All in all, a candidate pays 10,000 to 50,000 euros for a practical test, according to Van Schaik. An average test trajectory takes six to twelve months. That does not exclude smaller and larger projects: “We will talk to everyone.”

Margins in construction are tight. That makes it difficult to invest a lot in research and development

Pieter van Schaik project manager sustainable construction

What makes The Green Village different from your average test environment is that there are test subjects who test the new techniques. These residents, with a temporary lease, regularly fill in questionnaires. Their experiences can be of great importance to the start-ups.

Van Schaik recalls a trial with a start-up that could recover heat from shower water via a plate in the floor. “The technology worked completely as predicted, the heat was well preserved. Users did appear to be bothered by the hard clatter of water on the plate.” The solution turned out to be simple: to make the plate a few millimeters thicker. You don’t get that feedback in a standard test setup, without users. “Something like that can make all the difference.”

Conservative sector

According to Van Schaik, his start-ups are desperately needed to move the construction sector, which is known to be conservative, to innovate. “Margins in construction are tight – between 3 and 5 percent. That makes it difficult to invest a lot in research and development.”

Clients are also not always willing to pay for sustainability. Then, for example, the choice falls on a traditional building material such as concrete. Van Schaik: “If the client does not make money available for sustainable materials during the tender or demands their use, a construction company sometimes has no other choice.”

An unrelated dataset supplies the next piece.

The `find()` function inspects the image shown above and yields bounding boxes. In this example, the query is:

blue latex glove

While some start-ups can scale up shortly after the test phase, other projects take years to reach maturity – if at all. For example, you can now test boilers on hydrogen and appliances on alternating current, but a national hydrogen or direct current network is still a long way off. Is it a waste of money to do research now? Van Schaik doesn’t think so. “The sooner you spot the flaws in a project, the cheaper it is to fix them. So it’s better to be in the testing ground now than only when such a direct current grid is actually installed.”